Amazon SageMaker
Developer Guide

How Hyperparameter Tuning Works

Hyperparameter tuning is a supervised machine learning regression problem. Given a set of input features (the hyperparameters), hyperparameter tuning optimizes a model for the metric that you choose. You can choose any metric that the algorithm you use defines. To solve a regression problem, hyperparameter tuning makes guesses about which hyperparameter combinations are likely to get the best results, and runs training jobs to test these guesses. After testing the first set of hyperparameter values, hyperparameter tuning uses regression to choose the next set of hyperparameter values to test.

Hyperparameter tuning uses an Amazon SageMaker implementation of Bayesian optimization.

When choosing the best hyperparameters for the next training job, hyperparameter tuning considers everything it knows about this problem so far. Sometimes it chooses a point that is likely to produce an incremental improvement on the best result found so far. This allows hyperparameter tuning to exploit the best known results. Other times it chooses a set of hyperparameters far removed from those it has tried. This allows it to explore the space to try to find new areas that are not well understood. The explore/exploit trade-off is common in many machine learning problems.

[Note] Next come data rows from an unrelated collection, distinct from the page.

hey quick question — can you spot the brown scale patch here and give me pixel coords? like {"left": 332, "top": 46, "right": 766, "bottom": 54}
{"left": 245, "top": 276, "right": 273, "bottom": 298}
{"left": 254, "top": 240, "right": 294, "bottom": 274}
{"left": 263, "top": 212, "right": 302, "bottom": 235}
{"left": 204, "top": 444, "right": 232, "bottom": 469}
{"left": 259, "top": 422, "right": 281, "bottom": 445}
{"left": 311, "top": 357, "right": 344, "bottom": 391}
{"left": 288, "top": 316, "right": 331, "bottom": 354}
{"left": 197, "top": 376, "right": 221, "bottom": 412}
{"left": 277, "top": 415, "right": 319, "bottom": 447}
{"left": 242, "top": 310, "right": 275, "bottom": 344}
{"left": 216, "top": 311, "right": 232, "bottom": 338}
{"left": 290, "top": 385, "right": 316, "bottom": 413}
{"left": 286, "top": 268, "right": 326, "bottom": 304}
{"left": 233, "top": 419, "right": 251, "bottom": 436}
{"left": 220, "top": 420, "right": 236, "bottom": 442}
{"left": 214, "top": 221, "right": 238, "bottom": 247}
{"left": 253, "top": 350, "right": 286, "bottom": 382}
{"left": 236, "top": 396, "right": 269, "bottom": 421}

For more information about Bayesian optimization, see the following:


Hyperparameter tuning might not improve your model. It is an advanced tool for building machine solutions, and, as such, should be considered part of the scientific development process.

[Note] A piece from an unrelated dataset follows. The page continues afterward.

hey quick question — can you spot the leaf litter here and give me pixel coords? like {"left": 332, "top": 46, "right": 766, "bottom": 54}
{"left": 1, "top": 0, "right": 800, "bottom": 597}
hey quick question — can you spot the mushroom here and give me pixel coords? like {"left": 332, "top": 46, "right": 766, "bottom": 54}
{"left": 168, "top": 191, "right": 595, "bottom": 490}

When you build complex machine learning systems like deep learning neural networks, exploring all of the possible combinations is impractical. Hyperparameter tuning can accelerate your productivity by trying many variations of a model, focusing on the most promising combinations of hyperparameter values within the ranges that you specify. To get good results, you need to choose the right ranges to explore. Because the algorithm itself is stochastic, it’s possible that the hyperparameter tuning model will fail to converge on the best answer, even if the ranges specified are correct.